Les prostituées qui sont originaires de l’Etat d’Edo et qui sont à la fois victimes du trafic d’êtres humains et désireuses de s’en extraire de manière active constituent un groupe dont les membres sont, en raison de ces deux caractéristiques communes qui les définissent, susceptibles d’être exposées à des persécutions au sens de l’article 1A2 de la Convention de 1951, sans pouvoir se réclamer de la protection des autorités du Nigeria. Elles appartiennent à un certain groupe social.

Faits: 

Mlle E. est originaire de Bénin City, dans l’Etat d’Edo, au Nigeria. Elle a été approchée, au Nigeria, par un réseau de traite d’êtres humains qui lui a proposé un emploi en Europe. Arrivée en France, elle a été forcée de se prostituer. Elle a dénoncé à la police les responsables du réseau mais n’a pu fournir que des prénoms. Sa demande d’asile ayant été rejetée par l’Ofpra, elle demande à la CNDA de lui reconnaitre le statut de réfugié.

Décision & Raisonnement: 

S’appuyant sur de nombreuses informations sur le pays d’origine, la CNDA énonce que beaucoup de jeunes femmes qui sont recrutées dans l’Etat d’Edo et qui sont exploitées, sous la contrainte, par des réseaux pratiquant la traite d’êtres humains subissent une forme de violence liée à leur appartenance sexuelle qui doit être regardée comme constitutive d’une persécution. Elles sont exposées, en cas de retour dans leur pays, à de graves représailles de la part des trafiquants, ainsi qu’à des risques réels d’être à nouveau victimes de la traite des êtres humains ou de faire l’objet d’un ostracisme familial ou communautaire voire d’une grave discrimination.

Citant les lois de l’Etat d’Edo relatives à la prostitution et au proxénétisme et mentionnant l’absence de poursuites pénales effectives, la CNDA considère que le caractère systématique du défaut de protection dans cet Etat ne doit pas seulement être regardé comme un risque de traitement inhumain et dégradant au sens de l’article L.712-1 du Ceseda.
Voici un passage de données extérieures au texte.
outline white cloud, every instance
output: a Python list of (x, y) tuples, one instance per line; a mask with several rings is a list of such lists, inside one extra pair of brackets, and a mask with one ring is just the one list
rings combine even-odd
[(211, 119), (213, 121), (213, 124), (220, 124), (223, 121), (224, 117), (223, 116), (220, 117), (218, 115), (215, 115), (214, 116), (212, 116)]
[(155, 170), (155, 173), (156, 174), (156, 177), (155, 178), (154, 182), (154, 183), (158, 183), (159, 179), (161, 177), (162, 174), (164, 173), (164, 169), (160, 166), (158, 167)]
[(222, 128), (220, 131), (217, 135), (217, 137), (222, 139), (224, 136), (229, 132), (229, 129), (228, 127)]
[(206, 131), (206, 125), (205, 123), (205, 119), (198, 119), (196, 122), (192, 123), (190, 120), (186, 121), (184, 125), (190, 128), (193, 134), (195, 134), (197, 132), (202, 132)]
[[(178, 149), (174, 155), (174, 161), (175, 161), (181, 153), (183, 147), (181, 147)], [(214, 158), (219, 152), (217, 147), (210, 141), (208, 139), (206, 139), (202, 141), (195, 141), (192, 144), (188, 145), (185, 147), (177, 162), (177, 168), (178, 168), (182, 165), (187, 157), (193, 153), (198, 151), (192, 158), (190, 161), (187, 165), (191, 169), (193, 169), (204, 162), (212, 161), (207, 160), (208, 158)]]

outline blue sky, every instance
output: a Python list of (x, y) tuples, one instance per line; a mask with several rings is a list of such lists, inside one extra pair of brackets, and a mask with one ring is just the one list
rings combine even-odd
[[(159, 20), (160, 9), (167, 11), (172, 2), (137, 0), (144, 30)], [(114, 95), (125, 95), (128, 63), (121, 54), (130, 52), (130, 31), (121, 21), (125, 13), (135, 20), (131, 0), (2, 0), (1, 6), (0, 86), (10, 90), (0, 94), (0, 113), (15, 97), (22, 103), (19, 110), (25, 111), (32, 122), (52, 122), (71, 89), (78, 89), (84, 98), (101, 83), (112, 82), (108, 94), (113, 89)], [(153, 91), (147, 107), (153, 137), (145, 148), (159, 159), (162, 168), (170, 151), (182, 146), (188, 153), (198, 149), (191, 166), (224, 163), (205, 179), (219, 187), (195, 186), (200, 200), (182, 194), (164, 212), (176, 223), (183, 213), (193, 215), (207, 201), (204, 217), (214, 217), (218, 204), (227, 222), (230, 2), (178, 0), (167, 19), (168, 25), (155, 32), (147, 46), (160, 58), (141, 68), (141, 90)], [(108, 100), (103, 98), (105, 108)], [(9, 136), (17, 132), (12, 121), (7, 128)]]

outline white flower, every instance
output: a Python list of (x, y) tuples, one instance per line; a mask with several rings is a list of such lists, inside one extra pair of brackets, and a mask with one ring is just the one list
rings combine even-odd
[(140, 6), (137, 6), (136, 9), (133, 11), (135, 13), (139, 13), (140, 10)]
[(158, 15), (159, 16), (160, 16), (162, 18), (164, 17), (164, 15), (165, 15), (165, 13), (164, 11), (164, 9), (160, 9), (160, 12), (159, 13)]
La CNDA estime que les prostituées qui sont originaires de l’Etat d’Edo et qui sont à la fois victimes du trafic d’êtres humains et désireuses de s’en extraire de manière active constituent un groupe dont les membres sont, en raison de ces deux caractéristiques communes qui les définissent, susceptibles d’être exposées à des persécutions au sens de l’article 1A2 de la Convention de 1951, sans pouvoir se réclamer de la protection des autorités du Nigeria, et nonobstant le fait que cet Etat ait ratifié en 2001 le Protocole de Palerme puis promulgué, en 2003, une législation contre le trafic des êtres humains.

La CNDA conclut que Mlle E., qui établit être originaire de l’Etat nigérian d’Edo et avoir voulu rompre avec le réseau de trafic d’êtres humains susmentionné, doit être regardée comme appartenant à un certain groupe social au sens de l’article 1A2 de la Convention de 1951 et craindre avec raison d’être persécutée en cas de retour dans son pays d’origine. Elle est donc fondée à se prévaloir de la qualité de réfugiée.
 

Résultat: 

La qualité de réfugiée est reconnue à la requérante.

Subsequent Proceedings : 

Cette decision a ete annulee par la decision du Conseil d'Etat, Section du contentieux, du 25 juillet 2013 (CE, Section du Contentieux, 25/07/2013, n°350661), voir /node/4557

Observations/Comments: 

Cette décision de la CNDA montre un important effort de motivation et s’appuie  - ce qui reste encore relativement rare dans la pratique de la Cour  - sur de nombreuses informations sur les pays d’origine. On peut néanmoins s’interroger sur la pertinence  d’examiner tout d’abord le risque de traitement inhumain et dégradant au sens de la protection subsidiaire avant d’analyser le cas au regard de l’appartenance à un certain groupe social au sens de la Convention de 1951.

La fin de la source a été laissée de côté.